Databricks Community

Erik_L · ‎10-26-2023

I need to create a workflow that pulls recent data from a database every two minutes, then transforms that data in various ways, and appends the results to a final table. The problem is that some of these changes _might_ update existing rows in the final table and I need to resolve the differences, because only columns with new data should be updated. That is, sometimes data can be delayed for a specific `event_time`. For example, `did_foo_value_exceed_n` should be updated when a foo comes in for an older `event_time`.

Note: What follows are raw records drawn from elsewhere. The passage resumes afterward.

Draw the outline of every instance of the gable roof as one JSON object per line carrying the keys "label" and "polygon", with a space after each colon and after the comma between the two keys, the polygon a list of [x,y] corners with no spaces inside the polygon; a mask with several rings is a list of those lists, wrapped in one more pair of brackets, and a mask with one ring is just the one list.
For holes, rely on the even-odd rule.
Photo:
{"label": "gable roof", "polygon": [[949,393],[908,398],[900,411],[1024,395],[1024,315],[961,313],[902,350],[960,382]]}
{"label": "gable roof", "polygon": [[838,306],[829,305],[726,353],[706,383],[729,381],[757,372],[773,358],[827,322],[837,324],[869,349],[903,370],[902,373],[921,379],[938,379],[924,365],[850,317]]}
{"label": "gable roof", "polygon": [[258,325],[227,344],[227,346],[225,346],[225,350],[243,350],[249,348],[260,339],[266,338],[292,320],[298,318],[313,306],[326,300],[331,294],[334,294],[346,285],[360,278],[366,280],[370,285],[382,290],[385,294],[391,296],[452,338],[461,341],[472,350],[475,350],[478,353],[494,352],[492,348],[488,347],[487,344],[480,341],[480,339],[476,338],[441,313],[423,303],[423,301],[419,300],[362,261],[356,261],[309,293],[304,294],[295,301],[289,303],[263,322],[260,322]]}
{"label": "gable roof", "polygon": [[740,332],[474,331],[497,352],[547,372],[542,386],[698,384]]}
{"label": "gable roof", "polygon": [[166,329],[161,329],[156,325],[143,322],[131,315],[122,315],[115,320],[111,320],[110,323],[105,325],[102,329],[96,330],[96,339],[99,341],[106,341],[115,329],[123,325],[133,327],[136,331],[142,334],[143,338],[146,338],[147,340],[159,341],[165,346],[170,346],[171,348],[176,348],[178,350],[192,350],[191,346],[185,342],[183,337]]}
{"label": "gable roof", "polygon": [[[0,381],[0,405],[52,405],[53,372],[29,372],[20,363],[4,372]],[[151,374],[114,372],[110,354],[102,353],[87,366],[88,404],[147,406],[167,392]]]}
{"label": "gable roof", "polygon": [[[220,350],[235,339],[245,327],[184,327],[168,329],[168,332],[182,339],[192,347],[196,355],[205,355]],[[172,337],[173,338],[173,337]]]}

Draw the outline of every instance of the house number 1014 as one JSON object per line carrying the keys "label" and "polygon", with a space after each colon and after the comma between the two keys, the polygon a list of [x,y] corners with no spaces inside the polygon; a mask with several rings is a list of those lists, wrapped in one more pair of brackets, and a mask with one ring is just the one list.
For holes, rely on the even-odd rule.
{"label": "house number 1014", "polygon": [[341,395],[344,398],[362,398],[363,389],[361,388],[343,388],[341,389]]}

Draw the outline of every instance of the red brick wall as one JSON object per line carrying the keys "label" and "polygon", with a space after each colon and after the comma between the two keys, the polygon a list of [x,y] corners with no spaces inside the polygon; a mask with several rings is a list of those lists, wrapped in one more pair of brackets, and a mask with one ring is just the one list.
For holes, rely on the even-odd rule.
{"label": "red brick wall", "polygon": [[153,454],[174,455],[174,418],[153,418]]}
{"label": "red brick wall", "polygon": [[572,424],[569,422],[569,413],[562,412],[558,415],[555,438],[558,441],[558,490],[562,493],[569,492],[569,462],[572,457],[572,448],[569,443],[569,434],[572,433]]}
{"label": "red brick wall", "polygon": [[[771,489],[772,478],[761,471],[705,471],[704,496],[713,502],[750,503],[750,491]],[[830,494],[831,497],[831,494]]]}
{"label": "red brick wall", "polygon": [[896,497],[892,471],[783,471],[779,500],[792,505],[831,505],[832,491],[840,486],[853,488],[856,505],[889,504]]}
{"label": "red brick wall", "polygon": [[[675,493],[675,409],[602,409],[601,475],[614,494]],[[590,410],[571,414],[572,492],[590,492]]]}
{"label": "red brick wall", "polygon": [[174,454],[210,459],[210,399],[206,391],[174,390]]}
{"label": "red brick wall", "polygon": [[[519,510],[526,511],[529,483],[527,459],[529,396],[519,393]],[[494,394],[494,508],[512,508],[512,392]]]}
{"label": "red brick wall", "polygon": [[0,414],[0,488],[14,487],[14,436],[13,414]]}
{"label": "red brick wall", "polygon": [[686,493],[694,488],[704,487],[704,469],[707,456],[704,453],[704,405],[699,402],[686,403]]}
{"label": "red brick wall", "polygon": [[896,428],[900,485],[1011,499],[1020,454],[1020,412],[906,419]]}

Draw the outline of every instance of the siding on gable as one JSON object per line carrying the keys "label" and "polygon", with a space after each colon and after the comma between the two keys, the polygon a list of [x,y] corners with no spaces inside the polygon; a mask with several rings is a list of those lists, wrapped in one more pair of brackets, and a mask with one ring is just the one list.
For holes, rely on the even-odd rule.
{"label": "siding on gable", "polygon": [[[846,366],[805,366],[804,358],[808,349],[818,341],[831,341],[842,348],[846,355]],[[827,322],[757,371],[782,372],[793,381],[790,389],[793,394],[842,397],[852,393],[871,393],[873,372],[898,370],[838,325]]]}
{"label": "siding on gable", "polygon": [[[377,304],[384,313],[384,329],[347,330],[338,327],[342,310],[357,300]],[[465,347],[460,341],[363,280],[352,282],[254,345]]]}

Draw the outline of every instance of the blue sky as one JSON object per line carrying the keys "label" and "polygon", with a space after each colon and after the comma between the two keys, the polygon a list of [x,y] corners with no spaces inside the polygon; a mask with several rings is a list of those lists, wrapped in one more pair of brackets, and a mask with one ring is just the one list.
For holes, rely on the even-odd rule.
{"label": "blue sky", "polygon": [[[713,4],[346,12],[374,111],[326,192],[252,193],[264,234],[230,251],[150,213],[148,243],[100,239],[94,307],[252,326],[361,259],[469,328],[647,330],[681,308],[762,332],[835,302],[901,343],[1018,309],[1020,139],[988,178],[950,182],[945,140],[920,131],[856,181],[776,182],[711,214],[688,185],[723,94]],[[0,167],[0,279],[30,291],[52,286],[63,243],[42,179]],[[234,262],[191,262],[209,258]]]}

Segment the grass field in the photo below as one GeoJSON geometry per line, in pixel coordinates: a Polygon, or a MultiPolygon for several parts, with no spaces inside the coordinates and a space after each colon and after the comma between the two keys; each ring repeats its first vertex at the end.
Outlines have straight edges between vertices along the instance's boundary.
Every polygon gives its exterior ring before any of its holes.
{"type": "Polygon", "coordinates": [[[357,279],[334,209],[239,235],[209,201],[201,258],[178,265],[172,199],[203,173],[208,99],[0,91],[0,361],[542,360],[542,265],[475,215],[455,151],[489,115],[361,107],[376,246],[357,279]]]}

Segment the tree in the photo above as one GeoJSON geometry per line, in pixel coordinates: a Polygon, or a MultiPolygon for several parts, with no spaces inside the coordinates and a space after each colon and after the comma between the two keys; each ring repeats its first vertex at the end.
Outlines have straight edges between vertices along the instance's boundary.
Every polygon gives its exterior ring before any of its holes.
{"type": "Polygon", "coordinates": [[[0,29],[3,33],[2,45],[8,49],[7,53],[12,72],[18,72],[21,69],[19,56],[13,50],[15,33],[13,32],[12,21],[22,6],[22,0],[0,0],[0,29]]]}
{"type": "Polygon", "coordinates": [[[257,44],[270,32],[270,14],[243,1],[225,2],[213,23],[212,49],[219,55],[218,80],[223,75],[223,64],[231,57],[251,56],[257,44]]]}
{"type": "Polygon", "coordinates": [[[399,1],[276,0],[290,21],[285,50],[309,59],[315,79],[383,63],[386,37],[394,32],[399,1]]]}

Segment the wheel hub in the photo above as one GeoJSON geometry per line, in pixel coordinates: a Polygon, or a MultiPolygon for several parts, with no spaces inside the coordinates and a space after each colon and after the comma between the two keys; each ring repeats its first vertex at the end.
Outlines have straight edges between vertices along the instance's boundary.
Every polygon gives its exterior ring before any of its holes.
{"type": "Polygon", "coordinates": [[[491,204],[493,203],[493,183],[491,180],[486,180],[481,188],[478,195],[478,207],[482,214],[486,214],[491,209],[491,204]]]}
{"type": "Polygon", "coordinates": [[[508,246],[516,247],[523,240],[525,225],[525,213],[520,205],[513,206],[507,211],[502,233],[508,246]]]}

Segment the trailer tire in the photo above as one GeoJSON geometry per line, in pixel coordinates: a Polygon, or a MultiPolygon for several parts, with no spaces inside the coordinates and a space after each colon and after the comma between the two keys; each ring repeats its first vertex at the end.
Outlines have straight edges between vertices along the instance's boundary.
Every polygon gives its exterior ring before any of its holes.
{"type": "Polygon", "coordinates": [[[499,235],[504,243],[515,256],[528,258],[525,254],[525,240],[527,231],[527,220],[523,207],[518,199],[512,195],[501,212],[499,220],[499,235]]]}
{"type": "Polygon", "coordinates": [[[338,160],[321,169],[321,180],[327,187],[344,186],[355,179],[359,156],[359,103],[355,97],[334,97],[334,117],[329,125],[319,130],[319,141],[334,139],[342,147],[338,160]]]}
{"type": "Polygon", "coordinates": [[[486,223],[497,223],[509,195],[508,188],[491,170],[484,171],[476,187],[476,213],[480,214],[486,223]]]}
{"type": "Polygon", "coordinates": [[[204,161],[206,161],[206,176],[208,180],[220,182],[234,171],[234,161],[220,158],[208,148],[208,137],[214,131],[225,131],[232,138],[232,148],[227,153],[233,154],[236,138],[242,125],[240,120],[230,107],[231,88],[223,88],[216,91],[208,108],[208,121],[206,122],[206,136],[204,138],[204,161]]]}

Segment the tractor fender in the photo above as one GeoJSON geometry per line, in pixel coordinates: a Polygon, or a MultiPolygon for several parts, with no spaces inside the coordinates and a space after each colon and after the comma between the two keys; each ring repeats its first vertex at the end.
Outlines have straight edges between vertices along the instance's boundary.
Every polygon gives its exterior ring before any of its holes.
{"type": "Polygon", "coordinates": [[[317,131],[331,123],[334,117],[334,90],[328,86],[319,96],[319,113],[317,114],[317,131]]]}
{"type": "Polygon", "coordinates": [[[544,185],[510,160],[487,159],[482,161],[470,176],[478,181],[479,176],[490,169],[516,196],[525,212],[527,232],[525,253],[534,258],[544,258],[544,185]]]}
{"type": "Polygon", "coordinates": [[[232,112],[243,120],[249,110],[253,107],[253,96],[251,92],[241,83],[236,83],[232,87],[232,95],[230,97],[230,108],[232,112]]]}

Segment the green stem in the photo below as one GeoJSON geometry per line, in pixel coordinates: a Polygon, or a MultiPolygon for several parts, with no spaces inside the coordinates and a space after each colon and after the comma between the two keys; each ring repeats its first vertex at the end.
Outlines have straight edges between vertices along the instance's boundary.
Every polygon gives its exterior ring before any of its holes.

Anyway, I attempted to do this in Delta Live Tables. However, you cannot pull from a future table to join and merge changes before applying a CDC. I created a normal PySpark script that runs the merge and applies the merge with DeltaTable, but this cannot be used with a Delta Live Tables pipeline, because Workflows don't allow separate compute (Delta Live Tables compute vs Workflow compute) to access the same tables, so I can't take the result of the Delta Live Tables pipeline.

The biggest issue is that I can't use a triggered workflow because the time to retrieve compute is longer than the time I need to run this pipeline. Is there any way I can keep compute between Workflow runs?

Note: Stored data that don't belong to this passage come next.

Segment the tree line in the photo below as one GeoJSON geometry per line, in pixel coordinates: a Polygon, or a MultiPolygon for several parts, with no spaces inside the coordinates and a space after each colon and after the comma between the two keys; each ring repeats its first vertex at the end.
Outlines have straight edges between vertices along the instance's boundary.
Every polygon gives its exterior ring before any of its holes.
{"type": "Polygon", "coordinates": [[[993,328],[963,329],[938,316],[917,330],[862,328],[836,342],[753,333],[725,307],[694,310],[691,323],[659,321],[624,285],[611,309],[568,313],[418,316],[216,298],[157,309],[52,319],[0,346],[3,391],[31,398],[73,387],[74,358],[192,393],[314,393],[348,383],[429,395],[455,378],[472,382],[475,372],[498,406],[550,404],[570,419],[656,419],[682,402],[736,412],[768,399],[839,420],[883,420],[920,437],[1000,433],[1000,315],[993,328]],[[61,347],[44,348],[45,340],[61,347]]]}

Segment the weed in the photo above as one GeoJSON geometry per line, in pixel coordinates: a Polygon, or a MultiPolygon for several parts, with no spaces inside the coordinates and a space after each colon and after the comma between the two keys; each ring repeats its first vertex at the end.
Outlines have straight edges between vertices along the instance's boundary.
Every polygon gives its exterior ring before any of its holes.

jose_gonzalez · ‎11-01-2023

Hi @Erik_L ,

Just a friendly follow-up. Have you had a chance to review my colleague's response to your inquiry? Did it prove helpful, or are you still in need of assistance? Your response would be greatly appreciated.

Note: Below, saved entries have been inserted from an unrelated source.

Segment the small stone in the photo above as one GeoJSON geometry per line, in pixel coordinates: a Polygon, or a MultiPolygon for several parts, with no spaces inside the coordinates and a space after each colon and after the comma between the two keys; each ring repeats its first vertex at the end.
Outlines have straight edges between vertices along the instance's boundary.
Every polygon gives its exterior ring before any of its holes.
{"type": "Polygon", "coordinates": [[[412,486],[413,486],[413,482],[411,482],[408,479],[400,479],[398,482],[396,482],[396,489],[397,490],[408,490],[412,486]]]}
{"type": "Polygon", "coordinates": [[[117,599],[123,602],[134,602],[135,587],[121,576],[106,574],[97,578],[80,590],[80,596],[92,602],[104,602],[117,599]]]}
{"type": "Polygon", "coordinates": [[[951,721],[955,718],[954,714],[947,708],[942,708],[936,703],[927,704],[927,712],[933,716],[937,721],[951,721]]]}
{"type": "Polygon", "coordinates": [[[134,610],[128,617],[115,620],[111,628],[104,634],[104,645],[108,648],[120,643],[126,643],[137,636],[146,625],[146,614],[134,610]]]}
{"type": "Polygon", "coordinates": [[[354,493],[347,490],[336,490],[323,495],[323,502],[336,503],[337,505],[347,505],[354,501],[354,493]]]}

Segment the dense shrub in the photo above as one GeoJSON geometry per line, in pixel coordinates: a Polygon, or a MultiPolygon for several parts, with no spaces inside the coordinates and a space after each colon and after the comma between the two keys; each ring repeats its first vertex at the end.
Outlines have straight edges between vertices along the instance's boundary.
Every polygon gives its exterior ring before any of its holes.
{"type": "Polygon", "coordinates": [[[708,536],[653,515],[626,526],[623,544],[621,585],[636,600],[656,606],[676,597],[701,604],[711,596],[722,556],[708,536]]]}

Manisha_Jena · ‎11-10-2023

Hi @Erik_L,

As my colleague mentioned, to ensure continuous operation of the Delta Live Tables pipeline compute during Workflow runs, choosing a prolonged Databricks Job over a triggered Databricks Workflow is a reliable strategy. This extended job will maintain an ongoing Spark context, enabling the seamless execution of essential data transformations and merging tasks.

Please let me know if it resolves the issue.